3
Bedrijf
3.1
Normale werking
Voor opname van de etiketteermodus controleren dat alle aansluitingen in orde zijn.
Transferfolie en etiketten inleggen. Gebruiksaanwijzing van de printer
Blokkeerklep voor de druklucht openen.
!
Opgepast!
Let er voor het inschakelen van de printer op dat de stempel niet door een etiket wordt afgedekt.

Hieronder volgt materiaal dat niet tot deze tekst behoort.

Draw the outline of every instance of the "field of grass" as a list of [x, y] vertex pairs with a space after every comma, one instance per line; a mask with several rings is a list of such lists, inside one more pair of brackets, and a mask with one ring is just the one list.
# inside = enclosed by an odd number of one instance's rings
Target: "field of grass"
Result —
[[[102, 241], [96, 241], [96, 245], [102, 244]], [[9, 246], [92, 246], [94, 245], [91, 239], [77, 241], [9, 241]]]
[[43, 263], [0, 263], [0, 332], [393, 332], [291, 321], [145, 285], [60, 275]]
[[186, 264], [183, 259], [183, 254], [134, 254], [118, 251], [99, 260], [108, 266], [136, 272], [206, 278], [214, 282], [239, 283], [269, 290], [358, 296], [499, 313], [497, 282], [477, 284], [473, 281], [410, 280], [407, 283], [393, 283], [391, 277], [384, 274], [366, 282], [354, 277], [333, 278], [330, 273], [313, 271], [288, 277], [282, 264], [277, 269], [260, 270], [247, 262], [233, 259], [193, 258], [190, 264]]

Met
een afgedekte stempel bestaat het gevaar dat de overeenstemming van de vacuümsensor verkeerd is.
Printer inschakelen.
i
Opmerking!
Als de stempel zich op het moment bevindt dat de druklucht dichtschakelt en de printer niet in basispositie
staat, wordt er een foutmelding gegeven op het display van de printer.
Door op de pauzeknop te drukken aan de printer wordt de fout geannuleerd en de applicator gaat naar de
basispositie.
De applicator is klaar voor gebruik.
Toets feed aan de printer bevestigen.
Hierdoor wordt een synchronisatieloop van het etikettentransport opgestart. De verdeelde etiketten moeten met
de hand van de stempel worden genomen. Na enkele seconden voert de printer een kort transport terug uit,
waarbij het nieuwe etikettenbegin op de printregel wordt gepositioneerd.
i
Opmerking!
Dit synchronisatieproces moet ook worden uitgevoerd als een printopdracht met de knop cancel werd
afgebroken.
Een synchronisatieloop is niet nodig als de printkop tussen verschillende printopdrachten niet geopend
werd, ook als de printer uitgeschakeld was.
Printopdracht starten.
Etiketteerbedrijf via de I/O-ingang van de printer starten.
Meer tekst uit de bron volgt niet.